A JAMAICAN drug dealer who made thousands of pounds as he travelled from London to flood the North-East with crack cocaine has been ordered to pay back just £75.

Oneil Washington Ford was jailed for five years in April but was brought back to Teesside Crown Court to face a Proceeds of Crime Act confiscation.

Judge Peter Armstrong heard how 26-year-old Ford made more than £17,000 during six years of drug dealing, but had just £74.59 left in a bank account.

The judge made a confiscation order for the realisable amount after prosecutors accepted that Ford, of Melford Road, London, had spent the remainder.

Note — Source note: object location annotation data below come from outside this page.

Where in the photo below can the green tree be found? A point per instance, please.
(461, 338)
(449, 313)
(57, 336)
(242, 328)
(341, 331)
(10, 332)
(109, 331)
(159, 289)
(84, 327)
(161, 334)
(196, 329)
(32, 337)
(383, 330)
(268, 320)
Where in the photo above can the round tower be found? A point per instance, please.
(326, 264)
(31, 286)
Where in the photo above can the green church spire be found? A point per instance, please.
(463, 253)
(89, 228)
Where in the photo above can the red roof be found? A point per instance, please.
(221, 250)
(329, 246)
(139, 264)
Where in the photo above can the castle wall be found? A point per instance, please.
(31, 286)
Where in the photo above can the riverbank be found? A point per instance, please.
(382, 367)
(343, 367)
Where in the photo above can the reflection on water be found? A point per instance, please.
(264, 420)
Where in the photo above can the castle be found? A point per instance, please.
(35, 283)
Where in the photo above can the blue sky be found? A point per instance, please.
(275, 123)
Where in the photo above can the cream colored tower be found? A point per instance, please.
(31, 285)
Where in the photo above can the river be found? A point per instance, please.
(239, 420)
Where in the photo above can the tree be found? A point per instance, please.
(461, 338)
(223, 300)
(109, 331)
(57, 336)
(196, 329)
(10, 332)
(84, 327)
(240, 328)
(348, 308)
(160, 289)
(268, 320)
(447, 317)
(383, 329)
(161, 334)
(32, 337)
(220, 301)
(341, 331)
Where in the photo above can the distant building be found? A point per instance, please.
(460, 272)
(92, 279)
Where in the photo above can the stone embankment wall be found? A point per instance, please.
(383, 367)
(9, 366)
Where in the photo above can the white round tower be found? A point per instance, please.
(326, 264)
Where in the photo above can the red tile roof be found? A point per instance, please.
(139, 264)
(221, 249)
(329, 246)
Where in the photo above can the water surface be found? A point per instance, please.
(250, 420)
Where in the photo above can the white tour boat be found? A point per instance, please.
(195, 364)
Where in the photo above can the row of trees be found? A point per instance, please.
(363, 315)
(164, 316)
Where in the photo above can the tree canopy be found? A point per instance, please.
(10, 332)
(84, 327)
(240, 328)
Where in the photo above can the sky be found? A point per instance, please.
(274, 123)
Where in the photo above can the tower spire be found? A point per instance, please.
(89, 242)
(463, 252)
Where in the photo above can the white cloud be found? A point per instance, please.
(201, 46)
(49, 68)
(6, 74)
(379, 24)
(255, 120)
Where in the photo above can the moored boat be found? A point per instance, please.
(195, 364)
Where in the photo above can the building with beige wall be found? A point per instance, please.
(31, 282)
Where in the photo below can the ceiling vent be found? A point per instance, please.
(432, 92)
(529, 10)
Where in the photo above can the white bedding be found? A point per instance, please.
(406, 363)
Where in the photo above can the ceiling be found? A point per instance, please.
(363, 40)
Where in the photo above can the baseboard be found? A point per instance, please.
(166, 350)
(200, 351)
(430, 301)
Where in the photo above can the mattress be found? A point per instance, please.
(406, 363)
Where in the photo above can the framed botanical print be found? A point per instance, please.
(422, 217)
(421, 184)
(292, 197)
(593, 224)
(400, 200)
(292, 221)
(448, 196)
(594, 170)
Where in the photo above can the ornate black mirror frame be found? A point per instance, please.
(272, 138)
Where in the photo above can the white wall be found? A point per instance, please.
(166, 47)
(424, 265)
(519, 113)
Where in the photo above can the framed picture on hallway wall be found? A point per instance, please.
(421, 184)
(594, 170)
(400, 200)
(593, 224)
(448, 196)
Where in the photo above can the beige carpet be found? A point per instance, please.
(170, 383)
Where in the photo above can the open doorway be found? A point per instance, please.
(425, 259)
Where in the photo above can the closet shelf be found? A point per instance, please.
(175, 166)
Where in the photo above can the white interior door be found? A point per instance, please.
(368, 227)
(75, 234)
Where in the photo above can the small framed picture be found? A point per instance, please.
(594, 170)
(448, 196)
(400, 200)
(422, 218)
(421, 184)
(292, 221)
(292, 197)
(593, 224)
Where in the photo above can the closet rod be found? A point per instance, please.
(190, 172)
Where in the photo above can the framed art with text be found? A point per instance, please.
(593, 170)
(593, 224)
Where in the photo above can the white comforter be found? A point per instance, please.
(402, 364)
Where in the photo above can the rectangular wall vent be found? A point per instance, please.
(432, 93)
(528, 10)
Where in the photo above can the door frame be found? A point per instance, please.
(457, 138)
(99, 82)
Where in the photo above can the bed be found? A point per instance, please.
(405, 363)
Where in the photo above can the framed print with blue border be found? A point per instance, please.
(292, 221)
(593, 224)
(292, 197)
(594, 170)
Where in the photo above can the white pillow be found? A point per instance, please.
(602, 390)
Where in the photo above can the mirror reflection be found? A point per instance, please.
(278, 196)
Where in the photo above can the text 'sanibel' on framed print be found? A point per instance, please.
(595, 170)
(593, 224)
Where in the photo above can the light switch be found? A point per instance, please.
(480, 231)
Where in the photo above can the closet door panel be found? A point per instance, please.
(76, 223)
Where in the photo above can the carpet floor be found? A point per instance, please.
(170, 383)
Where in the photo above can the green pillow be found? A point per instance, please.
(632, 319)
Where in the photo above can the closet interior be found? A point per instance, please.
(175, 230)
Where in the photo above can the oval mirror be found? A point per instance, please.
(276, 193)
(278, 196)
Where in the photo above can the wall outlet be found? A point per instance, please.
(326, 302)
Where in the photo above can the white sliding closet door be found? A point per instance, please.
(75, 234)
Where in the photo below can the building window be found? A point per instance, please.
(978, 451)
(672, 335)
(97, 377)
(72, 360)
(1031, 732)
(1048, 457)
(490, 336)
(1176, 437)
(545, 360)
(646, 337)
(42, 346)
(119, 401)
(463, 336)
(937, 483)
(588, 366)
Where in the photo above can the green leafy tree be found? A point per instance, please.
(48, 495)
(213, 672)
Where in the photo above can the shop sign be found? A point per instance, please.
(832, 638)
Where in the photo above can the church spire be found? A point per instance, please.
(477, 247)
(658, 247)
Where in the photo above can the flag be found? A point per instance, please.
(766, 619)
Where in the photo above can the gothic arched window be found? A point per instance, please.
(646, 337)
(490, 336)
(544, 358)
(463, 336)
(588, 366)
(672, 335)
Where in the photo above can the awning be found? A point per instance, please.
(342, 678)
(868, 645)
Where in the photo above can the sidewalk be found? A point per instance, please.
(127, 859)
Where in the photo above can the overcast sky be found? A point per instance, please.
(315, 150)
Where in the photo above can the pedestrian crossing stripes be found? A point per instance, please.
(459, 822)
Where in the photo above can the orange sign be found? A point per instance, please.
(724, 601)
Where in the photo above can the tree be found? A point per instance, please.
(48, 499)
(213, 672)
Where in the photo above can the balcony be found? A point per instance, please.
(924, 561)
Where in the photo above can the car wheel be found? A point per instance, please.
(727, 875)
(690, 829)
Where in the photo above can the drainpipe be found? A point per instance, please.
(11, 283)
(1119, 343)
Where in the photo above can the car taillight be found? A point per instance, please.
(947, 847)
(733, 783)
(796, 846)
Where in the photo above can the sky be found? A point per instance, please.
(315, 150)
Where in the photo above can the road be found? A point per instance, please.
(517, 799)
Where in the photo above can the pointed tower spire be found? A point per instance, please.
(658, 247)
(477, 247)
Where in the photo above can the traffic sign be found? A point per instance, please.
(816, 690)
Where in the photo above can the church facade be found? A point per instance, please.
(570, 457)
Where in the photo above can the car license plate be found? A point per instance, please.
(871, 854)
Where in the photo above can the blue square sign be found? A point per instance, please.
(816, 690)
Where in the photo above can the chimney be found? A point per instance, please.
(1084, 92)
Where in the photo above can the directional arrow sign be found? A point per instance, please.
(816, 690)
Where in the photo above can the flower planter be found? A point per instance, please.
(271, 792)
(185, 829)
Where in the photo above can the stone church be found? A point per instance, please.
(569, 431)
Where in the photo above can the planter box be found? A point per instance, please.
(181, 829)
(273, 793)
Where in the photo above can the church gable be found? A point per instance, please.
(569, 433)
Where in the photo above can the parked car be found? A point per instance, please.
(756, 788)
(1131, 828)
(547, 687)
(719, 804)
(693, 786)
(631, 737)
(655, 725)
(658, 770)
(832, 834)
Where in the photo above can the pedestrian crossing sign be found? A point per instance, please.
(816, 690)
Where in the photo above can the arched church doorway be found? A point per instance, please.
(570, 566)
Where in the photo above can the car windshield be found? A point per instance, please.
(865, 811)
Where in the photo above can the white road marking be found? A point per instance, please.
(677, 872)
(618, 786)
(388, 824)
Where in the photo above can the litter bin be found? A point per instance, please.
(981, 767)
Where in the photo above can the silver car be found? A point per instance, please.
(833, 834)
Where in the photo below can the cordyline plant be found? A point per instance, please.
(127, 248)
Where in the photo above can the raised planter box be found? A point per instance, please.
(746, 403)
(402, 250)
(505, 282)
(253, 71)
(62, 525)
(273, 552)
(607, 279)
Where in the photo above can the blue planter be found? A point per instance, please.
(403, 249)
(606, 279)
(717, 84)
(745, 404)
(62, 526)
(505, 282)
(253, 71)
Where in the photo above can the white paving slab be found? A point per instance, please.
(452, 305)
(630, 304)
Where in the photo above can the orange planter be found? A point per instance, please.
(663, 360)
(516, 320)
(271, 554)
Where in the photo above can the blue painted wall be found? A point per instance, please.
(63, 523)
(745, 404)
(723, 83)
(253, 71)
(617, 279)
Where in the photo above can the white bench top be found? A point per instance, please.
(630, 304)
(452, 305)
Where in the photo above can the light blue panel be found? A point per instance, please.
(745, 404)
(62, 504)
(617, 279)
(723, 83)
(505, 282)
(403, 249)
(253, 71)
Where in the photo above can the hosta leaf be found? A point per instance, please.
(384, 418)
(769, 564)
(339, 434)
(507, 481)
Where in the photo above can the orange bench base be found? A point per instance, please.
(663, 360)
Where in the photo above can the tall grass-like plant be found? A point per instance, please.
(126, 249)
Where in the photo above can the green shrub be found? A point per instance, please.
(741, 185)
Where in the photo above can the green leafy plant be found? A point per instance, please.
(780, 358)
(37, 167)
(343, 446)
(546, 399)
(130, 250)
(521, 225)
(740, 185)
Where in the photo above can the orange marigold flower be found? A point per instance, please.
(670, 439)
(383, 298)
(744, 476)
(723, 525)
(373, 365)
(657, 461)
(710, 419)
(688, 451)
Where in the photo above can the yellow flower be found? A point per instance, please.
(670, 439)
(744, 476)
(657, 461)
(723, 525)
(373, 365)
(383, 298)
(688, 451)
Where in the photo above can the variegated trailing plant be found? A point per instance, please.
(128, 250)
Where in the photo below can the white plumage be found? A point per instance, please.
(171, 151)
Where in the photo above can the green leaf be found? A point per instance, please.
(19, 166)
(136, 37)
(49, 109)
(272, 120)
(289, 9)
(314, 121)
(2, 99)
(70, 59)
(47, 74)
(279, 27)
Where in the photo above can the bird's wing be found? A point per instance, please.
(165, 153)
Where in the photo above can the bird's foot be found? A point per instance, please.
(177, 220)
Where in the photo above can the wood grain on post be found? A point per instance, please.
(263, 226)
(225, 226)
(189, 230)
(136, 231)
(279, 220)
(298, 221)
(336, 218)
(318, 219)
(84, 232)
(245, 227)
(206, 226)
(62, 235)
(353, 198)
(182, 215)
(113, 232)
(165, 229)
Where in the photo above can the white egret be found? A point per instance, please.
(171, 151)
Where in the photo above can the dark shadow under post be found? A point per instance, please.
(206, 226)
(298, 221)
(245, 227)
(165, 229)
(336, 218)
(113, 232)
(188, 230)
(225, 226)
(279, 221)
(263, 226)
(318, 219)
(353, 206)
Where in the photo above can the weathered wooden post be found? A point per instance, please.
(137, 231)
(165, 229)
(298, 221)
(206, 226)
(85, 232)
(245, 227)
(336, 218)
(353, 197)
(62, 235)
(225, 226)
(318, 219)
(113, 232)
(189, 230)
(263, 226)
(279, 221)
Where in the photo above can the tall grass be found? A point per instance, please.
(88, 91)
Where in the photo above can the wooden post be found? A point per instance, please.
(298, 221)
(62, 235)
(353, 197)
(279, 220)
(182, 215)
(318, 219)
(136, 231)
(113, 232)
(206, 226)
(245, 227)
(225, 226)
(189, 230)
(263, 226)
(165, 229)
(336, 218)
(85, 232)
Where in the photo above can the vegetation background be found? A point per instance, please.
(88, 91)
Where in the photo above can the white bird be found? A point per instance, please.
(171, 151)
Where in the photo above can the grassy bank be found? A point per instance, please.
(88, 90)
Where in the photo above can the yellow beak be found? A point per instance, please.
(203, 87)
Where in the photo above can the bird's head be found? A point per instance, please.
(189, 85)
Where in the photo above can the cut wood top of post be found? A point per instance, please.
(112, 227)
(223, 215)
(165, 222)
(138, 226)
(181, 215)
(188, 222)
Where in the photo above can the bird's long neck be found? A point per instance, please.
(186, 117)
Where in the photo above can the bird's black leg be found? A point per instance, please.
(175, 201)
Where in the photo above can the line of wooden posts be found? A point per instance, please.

Ford denied conspiring to supply crack cocaine in April last year, but a jury convicted him in March and he was sentenced by Recorder Martin Bethel, QC, a month later.

The court heard that he still protests his innocence and denies involvement in drug dealing, but Mr Recorder Bethel said his mitigation undermined his refusal to admit his guilt.

Ford's barrister, David Lamb, said the offence seemed to be "classic street-level dealing" and maintained his involvement appeared to on six occasions in one week.

"It would not appear that Mr Ford was out to corrupt or to introduce those drugs to anybody that hadn't taken them on a previous occasion," Mr Lamb told the court in April. "The dealing itself was over a very short period of time."

Mr Lamb added that Ford was unable to read and write and was a "fish out of water" and found it hard to integrate since coming to the UK from Jamaica in 1999.

He said Ford had not been in serious trouble before, found prison hard and missed his wife and children terribly.

Mr Recorder Bethel told Ford: "Far from tending to your family, you were travelling up repeatedly to Middlesbrough and dealing with drugs on the streets of Middlesbrough."

He added: "One of the greatest evils that our society in this country faces is the evil of drug use, and it seems particularly to be so in Middlesbrough.

"It is only because people supply drugs that people are able to take them."